Techne S.p.A. of Italy introduced two machines to North America. The one attracting most attention was its Advance ADV4/510 all-electric shuttle (described in June). It molded over 8000 bottles/hr while saving up to 35% on energy consumption compared with the most efficient hydraulic machines, according to Techne.

The firm also introduced the System 10000-S900 hydraulic single-shuttle coex machine. It is designed for up to six layers, including post-consumer regrind. Its 20-ton clamp and 900-mm stroke allow two cavities with 445-mm center distance or up to 14 cavities on 60-mm centers. Dry-cycle time is 2.9 sec.

Small blow molded multi-layer fuel tanks are a growing business, thanks to new EPA limits on fuel emissions. Kautex announced a new molding system for such tanks said to achieve 30% higher output with 30% lower energy use. Its new KBSmart series features a head optimized for lower throughput that reduces machine investment cost but can be used in 85% of small fuel-tank production today. The KBSmart 120 handles up to 50-liter tanks and has a maximum HDPE output of 1475 lb/hr. It features a Co-Ex-6 single clamp, robotic parison transfer, and a reduced footprint.

Meccanoplastica of Italy is now being represented in the U.S. by Alba Enterprises. Meccanoplastica produces continuous-extrusion shuttles (single- and double-sided) and the new Jet55 all-electric injection-blow system. The latter is a 50-ton, three-station machine for containers up to 150 ml. Two have already been sold in the U.S. Through a relationship with MBK (Maschinenbau Koetke) in Germany, Meccanoplastica also offers systems for small coex fuel tanks and suction blow molding of filler pipes and air ducts.
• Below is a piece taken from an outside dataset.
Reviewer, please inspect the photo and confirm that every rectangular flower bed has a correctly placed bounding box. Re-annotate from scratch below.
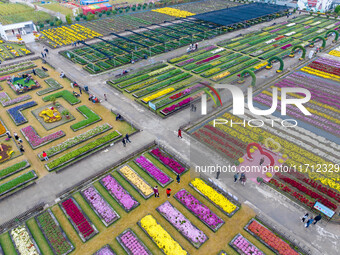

Two new reciprocating-screw extrusion blow molders from Uniloy Milacron are said to offer reduced energy use and shorter dry cycles. Its new R2000 neck-to-neck blow molding system is said to deliver nearly double the output of lightweight HDPE dairy bottles without increasing machine size. The system has higher clamp force (90 tons). The first two systems are in Russia, producing 6.5-g, 100-ml HDPE liquid yogurt containers at 20,000/hr. Uniloy Milacron’s in-house container and mold design capabilities helped the customer cut container weight 30% from 9 g previously. Uniloy Milacron also brought out the UR 65, a smaller machine for low- to medium-volume jobs.
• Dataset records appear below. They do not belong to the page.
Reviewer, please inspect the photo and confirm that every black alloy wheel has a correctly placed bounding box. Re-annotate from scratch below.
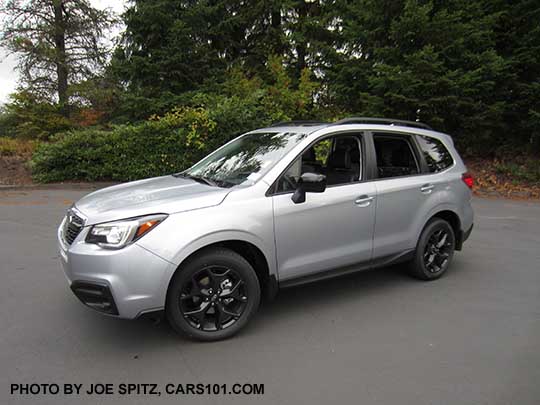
[424,229,453,273]
[166,248,261,341]
[409,218,456,280]
[179,266,249,331]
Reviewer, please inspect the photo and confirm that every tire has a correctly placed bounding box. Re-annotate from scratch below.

Wilmington updated its Series V wheel machines for larger bottles with new linear bearings for better platen guidance and a new bottle takeout/orientation system. A new clamp design and other features help to reduce the overall machine price 30%. It also has new remote Ethernet diagnostics. It produces containers from 2 to 10 liters in monolayer or coex structures with 12 to 30 stations running 2000 to 10,000 bottles/hr.

As reported in June, Graham Engineering introduced its Mini Wheel line with nine to 18 stations for coextruded containers.